2014-01-06	Bug 694869: Fix indetermisms with broken PNG files.	Robin Watts
	This bug shows 2 problems with our data handling. Firstly, if a zip file entry has less data in the stream than it is declared to have, we would leave the end of the data uninitialised. We now put out a warning, and blank it with zeros. Secondly, if the PNG decompression fails to decode enough data, we don't notice. Now we give a warning and blank the remaining pixels.
2014-01-06	reuse JBIG2Globals	Simon Bünzli
	Certain optimized documents use a rather large common symbol dictionary for all JBIG2 images. Caching these JBIG2Globals speeds up loading and rendering of such documents.
2014-01-06	show jbig2dec warnings/errors in stderr	Simon Bünzli
	This helps debugging issues with JBIG2 images. Conflicts: source/fitz/filter-jbig2.c
2014-01-06	add stub files for JPEG-XR support	Simon Bünzli
	See SumatraPDF's repo for a Windows-only implementation using WIC.
2014-01-06	tolerate slightly broken page trees	Simon Bünzli
	At https://code.google.com/p/sumatrapdf/issues/detail?id=2460 , there's a file with missing /Type keys in the page tree nodes. In that case, leaf nodes and intermediary nodes have to be distinguished in a different way.

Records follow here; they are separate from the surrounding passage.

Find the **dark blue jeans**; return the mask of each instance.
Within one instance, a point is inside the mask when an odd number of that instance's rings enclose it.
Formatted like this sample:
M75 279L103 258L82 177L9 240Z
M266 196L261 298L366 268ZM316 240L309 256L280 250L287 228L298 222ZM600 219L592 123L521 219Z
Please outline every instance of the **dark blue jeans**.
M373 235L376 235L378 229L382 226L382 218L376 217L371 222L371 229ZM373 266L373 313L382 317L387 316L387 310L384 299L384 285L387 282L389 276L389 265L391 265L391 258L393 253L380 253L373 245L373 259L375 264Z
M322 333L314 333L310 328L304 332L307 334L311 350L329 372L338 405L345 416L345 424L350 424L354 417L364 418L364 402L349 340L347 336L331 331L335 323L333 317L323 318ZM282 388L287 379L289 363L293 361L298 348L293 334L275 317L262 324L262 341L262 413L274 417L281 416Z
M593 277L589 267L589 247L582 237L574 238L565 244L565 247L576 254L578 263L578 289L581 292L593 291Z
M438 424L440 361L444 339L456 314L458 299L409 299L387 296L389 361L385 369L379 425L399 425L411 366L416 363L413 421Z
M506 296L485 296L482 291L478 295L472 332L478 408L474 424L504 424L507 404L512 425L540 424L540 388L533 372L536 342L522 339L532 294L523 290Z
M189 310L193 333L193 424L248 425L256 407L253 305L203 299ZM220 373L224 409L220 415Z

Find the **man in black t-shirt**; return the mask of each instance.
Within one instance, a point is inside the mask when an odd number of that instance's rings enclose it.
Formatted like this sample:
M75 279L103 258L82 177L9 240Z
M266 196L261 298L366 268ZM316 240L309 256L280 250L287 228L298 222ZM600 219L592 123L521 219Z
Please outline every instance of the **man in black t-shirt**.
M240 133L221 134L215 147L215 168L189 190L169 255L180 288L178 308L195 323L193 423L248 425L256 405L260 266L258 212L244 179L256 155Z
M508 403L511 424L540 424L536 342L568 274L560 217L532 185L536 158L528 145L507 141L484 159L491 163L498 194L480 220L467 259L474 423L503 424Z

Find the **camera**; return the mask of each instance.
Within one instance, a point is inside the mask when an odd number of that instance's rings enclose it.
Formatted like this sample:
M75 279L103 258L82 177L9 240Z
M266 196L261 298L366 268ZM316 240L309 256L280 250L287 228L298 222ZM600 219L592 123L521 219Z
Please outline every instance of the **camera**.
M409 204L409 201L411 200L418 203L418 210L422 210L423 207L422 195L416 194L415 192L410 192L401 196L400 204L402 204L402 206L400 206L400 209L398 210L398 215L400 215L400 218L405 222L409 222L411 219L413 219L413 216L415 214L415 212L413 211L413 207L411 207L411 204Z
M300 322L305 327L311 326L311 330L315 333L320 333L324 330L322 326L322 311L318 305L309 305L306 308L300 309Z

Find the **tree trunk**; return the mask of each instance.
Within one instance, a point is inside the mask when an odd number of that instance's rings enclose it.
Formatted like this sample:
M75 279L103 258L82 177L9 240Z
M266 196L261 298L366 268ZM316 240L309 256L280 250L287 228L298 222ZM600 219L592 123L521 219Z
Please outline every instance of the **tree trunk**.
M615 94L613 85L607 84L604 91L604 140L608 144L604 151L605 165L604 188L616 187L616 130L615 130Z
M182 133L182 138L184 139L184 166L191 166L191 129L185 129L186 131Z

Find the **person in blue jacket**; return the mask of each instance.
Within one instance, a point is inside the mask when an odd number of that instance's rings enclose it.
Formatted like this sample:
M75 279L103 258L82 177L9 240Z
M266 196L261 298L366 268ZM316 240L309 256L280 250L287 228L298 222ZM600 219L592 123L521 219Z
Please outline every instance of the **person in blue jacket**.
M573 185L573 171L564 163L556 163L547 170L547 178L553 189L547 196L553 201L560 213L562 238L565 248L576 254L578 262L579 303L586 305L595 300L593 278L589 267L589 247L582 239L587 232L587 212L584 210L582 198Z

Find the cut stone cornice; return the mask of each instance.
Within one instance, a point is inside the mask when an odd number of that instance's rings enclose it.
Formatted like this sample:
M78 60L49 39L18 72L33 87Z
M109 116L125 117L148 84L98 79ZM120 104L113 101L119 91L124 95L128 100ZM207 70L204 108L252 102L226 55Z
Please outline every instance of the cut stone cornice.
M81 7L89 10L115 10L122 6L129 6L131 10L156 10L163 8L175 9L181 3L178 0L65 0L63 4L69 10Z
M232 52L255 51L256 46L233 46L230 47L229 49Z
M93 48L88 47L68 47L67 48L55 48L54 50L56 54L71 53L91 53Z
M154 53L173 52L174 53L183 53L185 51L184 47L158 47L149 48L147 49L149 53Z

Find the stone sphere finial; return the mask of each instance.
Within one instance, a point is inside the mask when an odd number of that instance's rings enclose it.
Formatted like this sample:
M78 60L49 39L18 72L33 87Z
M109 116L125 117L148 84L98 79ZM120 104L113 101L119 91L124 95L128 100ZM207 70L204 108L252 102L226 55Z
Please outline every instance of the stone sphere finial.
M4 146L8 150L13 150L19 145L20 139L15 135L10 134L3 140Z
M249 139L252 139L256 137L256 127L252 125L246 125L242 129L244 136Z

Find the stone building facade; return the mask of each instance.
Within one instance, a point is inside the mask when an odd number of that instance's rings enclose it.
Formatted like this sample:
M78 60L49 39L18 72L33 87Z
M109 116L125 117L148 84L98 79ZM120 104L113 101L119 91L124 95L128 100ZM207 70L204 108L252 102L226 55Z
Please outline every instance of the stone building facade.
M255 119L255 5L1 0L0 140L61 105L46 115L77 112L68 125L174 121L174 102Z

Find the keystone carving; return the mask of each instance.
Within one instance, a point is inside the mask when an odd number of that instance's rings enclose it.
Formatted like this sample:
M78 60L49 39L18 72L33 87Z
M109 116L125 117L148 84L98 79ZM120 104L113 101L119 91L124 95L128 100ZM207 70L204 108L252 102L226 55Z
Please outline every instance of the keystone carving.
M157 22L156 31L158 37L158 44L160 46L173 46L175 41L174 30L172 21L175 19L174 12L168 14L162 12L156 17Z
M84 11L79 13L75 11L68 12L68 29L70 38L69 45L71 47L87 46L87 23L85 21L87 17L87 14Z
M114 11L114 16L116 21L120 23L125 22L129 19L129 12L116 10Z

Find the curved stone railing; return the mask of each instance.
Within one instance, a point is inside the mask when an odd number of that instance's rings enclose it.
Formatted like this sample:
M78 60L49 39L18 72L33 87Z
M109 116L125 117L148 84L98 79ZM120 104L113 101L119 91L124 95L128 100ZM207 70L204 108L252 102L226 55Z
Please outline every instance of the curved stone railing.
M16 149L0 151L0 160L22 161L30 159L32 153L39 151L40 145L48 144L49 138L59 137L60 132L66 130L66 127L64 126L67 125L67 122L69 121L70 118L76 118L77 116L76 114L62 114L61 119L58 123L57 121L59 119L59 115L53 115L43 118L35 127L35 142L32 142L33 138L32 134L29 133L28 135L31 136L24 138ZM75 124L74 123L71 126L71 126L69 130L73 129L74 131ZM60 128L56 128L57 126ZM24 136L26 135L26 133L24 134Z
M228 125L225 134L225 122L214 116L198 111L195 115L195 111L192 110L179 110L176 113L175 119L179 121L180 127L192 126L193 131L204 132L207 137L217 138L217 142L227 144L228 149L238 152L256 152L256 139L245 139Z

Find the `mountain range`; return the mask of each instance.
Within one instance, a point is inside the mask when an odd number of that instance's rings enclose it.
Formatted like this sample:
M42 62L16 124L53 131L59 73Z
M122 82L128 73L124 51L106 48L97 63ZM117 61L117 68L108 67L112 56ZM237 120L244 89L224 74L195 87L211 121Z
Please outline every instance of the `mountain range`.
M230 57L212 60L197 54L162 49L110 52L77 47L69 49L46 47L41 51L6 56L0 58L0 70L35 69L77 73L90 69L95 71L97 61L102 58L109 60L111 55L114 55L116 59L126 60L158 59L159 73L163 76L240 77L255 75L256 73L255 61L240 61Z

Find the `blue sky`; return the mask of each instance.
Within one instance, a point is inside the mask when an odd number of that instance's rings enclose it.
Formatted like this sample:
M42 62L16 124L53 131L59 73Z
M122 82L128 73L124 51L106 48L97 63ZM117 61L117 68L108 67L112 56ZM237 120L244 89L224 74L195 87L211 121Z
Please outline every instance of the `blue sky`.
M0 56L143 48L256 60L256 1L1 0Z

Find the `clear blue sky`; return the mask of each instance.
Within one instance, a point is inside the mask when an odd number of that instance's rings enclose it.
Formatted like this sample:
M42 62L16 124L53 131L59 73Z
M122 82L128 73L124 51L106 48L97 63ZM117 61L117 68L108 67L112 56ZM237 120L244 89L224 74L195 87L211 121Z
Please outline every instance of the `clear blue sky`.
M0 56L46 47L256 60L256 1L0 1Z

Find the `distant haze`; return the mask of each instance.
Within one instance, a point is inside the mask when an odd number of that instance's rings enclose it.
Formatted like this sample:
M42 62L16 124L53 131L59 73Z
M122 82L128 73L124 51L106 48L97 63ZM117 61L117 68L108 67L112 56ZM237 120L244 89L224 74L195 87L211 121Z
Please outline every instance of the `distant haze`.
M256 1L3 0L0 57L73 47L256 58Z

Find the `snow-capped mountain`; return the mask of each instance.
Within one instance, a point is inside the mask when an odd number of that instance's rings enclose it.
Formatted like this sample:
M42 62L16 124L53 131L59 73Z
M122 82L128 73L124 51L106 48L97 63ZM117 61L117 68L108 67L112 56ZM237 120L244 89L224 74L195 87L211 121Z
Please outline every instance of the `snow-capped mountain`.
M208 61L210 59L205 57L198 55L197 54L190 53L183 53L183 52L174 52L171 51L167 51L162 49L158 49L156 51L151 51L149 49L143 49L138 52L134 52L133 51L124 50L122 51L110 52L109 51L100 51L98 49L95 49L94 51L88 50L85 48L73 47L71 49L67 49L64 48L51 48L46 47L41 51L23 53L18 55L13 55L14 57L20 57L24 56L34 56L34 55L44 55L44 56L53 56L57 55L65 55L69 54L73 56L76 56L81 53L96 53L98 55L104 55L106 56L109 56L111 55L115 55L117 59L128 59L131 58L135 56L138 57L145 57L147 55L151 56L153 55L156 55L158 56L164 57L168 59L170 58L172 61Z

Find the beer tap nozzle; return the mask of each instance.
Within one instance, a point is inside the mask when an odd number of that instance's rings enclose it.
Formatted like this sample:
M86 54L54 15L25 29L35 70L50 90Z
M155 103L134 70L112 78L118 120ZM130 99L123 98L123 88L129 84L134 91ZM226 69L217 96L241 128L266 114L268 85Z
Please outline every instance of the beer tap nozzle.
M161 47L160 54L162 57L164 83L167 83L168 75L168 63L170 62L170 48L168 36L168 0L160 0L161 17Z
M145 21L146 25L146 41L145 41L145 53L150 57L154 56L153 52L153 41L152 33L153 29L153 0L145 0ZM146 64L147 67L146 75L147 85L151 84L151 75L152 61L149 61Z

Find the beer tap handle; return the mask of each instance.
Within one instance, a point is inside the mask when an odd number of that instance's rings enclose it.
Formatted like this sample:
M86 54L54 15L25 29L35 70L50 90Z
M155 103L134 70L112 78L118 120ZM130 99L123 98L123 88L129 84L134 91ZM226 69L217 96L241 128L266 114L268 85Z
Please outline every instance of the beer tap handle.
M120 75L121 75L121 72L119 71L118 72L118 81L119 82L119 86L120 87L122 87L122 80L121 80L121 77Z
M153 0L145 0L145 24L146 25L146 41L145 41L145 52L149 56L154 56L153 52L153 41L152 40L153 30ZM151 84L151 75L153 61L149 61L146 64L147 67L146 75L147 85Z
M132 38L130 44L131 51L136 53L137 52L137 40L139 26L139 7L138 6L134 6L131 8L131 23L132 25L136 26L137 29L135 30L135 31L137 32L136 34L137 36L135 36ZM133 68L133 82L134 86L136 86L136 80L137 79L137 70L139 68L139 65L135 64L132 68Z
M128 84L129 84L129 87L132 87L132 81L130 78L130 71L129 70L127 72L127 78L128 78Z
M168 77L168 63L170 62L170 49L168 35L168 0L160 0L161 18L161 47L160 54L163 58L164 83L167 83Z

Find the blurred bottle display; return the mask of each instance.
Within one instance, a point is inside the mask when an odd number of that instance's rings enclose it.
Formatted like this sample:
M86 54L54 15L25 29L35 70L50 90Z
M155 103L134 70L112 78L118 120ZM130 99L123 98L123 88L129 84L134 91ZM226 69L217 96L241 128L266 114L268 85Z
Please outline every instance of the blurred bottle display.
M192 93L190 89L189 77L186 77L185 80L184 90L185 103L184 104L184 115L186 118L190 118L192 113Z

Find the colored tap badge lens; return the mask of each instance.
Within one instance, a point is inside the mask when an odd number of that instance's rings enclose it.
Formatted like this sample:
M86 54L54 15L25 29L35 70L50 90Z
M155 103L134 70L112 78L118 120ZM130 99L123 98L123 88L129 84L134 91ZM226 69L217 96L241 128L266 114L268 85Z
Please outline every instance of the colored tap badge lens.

2014-01-06	fix MSVC warnings C4054 and C4152	Simon Bünzli
	These warnings are caused by casting function pointers to void* instead of proper function types.
2014-01-06	fix various MSVC warnings	Simon Bünzli
	Some warnings we'd like to enable for MuPDF and still be able to compile it with warnings as errors using MSVC (2008 to 2013): * C4115: 'timeval' : named type definition in parentheses * C4204: nonstandard extension used : non-constant aggregate initializer * C4295: 'hex' : array is too small to include a terminating null character * C4389: '==' : signed/unsigned mismatch * C4702: unreachable code * C4706: assignment within conditional expression Also, globally disable C4701 which is frequently caused by MSVC not being able to correctly figure out fz_try/fz_catch code flow. And don't define isnan for VS2013 and later where that's no longer needed.
2014-01-02	Add rebinding for fz_devices and fz_documents	Robin Watts
	The SVG device needs rebinding as it holds a file. The PDF device needs to rebind the underlying pdf document. All documents need to rebind their underlying streams.